NYCFC, HOK and Turner plan to finalize the design of the stadium later this year, when it will be reviewed by the New York City Public Design Commission as part of the city’s lengthy Uniform Land Use Review Procedure. If the project scores approvals by the end of this year, the stadium will be on track to open in time for the 2027 Major League Soccer season, Sims said.

The entire development, including 2,500 affordable housing units, a 650-seat school and a hotel, is projected to create 14,200 local jobs during construction, according to NYCFC. And Turner plans to source most of the stadium’s construction workers from Queens, Charlie Whitney, Turner’s vice president and general manager, said.

“Part of our vision for this project is to engage contractors from the local community, as well as individual workers from the local community,” Whitney said. “[NYCFC] doesn’t want to build a soccer stadium. They want to build up a community.”

And HOK and Turner plan to get the project done on time and under budget, Whitney said. The duo has partnered before on a $750 million public health laboratory project in Albany and the 150,000-square-foot concert venue Shell Place in Canada. 

The completed stadium will run along the edge of 126th Street, also known as Seaver Way, and include public space, like pedestrian plazas, across the street from the New York Mets Citi Field, according to NYCFC. 

HOK plans to take inspiration from the Willets Point neighborhood in Queens to design the stadium, said Rashed Singaby, principal and senior project designer at HOK.

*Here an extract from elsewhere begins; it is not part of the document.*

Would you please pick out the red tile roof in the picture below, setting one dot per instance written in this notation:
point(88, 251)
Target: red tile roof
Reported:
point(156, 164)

“The inspiration does not come from a project. The inspiration comes from the location,” Singaby said. “This is a stadium that represents New York, a world city, and represents Queens, which is the world’s borough with residents from every nationality and ethnicity across the world and every language spoken across the world. The stadium has to reflect that and be curated specifically to that identity.”

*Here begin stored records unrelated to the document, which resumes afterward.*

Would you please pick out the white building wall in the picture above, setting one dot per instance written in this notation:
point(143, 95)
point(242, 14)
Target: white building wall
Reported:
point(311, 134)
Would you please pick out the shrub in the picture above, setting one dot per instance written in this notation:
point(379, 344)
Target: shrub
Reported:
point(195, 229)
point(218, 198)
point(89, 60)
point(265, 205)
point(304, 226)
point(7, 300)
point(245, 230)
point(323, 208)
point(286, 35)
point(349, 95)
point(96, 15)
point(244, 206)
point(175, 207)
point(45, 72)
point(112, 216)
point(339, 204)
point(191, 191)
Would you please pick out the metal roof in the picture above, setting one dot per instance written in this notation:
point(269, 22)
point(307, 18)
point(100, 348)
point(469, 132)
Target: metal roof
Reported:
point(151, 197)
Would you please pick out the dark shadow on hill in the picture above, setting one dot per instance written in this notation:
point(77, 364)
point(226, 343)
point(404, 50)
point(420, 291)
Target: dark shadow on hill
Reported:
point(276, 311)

NYCFC’s new stadium will also include year-round events and programming for the Queens community when not hosting games, though Sims said it was too early to share specifics of the design.

The arena has been more than a decade in the making. The club first began searching for a permanent stadium before NYCFC had its first kickoff in 2012, but initial plans for a development in Flushing Meadows Corona Park were derailed by local opposition. 

The team has played at Yankee Stadium in the Bronx for the past nine seasons while it searched for a new location, but won its first MLS Cup in 2021 despite the less-than-ideal terrain, The New York Times reported. It was also in talks to build a stadium in the South Bronx but that deal eventually fell through.

Mayor Eric Adams announced in November that the city had settled on Willets Point, a neighborhood known for its auto body shops, for the stadium. And the long timeline let NYCFC do its research, Sims said.

“We had a lot of time to do our homework,” Sims said. “So [the] bad news is, it’s taken us a while to get to this point, but the good news is we’ve got lots of best practices and really much more focused vision of what we want to accomplish.” 

NYCFC plans to privately pay for the stadium, though it is still in the process of structuring the financing, Sims said. The city, which owns the land where the arena will sit, will lease the space to a development team of Related Companies and Sterling Equities, the owner of a 5 percent stake in the Mets. NYCFC will pay up to $4 million a year for the 49-year lease, though the stadium owners will not have to pay real estate taxes during the lease, the Times reported.